Ora, entrando nella sezione del sito di Ubs dedicata alla csr, e in particolare nella sezione dedicata al personale, basta un attimo per vedere raccontata già solo con le immagini tutta un’altra storia: visi sorridenti, sguardi positivi, parole come eccellenza, creatività, talento (tra l’altro mi permetto un consiglio: se sul sito c’è lo spazio per raccontare come si assume, cioè il recruitment, quanto meno per par condicio ci dovrebbe anche essere quello per raccontare il modo in cui si licenzia, anche se capisco che inserire un titolo come dismissal o roba del genere pare brutto in una sezione sulla csr, ma fa molto economia reale). Stridente, a dir poco, il contrasto con la realtà del “licenziamento al tornello”. Come stridente è il contrasto con le parole con cui nel suo comunicato Ubs ha parlato dei 10mila licenziamenti che si appresta a effettuare nei prossimi anni: si dice che verranno adottate le misure per mitigare l’impatto complessivo. Domanda: è col “licenziamento al tornello” che si inizia ad attuare questa mitigazione? Questa è una delle misure previste? E cosa si intende, esattamente, per impatto complessivo? Impatto su cosa, su chi?
Sono già qui che aspetto il bilancio sociale di Ubs del prossimo anno (l’ultimo pubblicato si può trovare a questa pagina): voglio vedere come questa cosa viene raccontata.
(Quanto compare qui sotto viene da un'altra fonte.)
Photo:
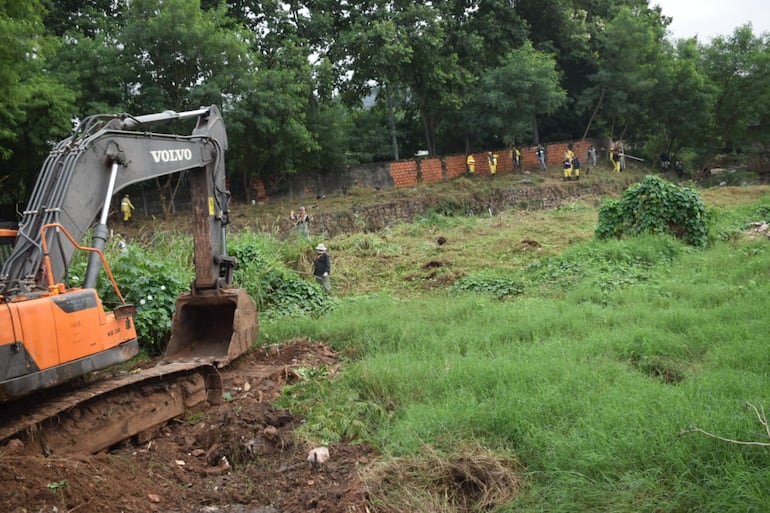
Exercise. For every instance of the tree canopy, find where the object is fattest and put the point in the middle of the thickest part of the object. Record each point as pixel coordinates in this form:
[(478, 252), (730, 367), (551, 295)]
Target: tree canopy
[(319, 85)]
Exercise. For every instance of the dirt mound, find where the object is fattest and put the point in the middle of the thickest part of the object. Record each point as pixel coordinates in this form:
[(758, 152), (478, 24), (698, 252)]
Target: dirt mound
[(240, 456)]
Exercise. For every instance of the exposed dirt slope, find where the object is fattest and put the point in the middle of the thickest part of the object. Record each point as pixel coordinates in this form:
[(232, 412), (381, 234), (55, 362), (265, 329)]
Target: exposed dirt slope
[(237, 457)]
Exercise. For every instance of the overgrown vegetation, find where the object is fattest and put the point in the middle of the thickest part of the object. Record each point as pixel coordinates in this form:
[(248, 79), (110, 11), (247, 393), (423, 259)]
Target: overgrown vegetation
[(553, 371), (655, 206), (588, 375)]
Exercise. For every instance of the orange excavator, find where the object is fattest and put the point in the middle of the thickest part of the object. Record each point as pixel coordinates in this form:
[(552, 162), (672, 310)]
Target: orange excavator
[(53, 332)]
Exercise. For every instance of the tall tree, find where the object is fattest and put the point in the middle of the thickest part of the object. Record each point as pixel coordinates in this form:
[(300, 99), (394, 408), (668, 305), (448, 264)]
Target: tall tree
[(739, 68), (35, 104), (525, 85)]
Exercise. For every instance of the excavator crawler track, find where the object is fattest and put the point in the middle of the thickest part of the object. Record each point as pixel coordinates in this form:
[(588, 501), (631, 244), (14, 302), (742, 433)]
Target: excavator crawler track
[(107, 412)]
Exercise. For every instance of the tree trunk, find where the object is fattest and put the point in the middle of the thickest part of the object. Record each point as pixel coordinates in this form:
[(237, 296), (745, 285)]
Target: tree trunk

Se mettono la voce degli stakeholder-dipendenti che si sono trovati a sperimentare il “licenziamento al tornello”: sarebbe molto in linea con una prospettiva di #occupycsr. Voglio vedere se danno modo a questi dipendenti di raccontare come si sono sentiti, cosa pensavano della loro azienda prima, fino a un istante prima, intendo, cioè fino a quando hanno passato il loro badge ripetendo una banale operazione quotidiana e probabilmente senza neppure troppa attenzione, e cosa hanno pensato un istante dopo, quando hanno visto il tornello non aprirsi e sono stati informati del perché. Voglio vedere se chi si occuperà del bilancio sociale il prossimo anno, persone, anche qui, non algoritmi, riterrà che questi siano aspetti che rientrano o meno nella materiality, cioè nelle cose veramente importanti, cruciali, del modo in cui un’impresa integra la csr nel proprio business. Quelle cose, insomma, che devono essere raccontate in un documento del genere. Voglio proprio vedere.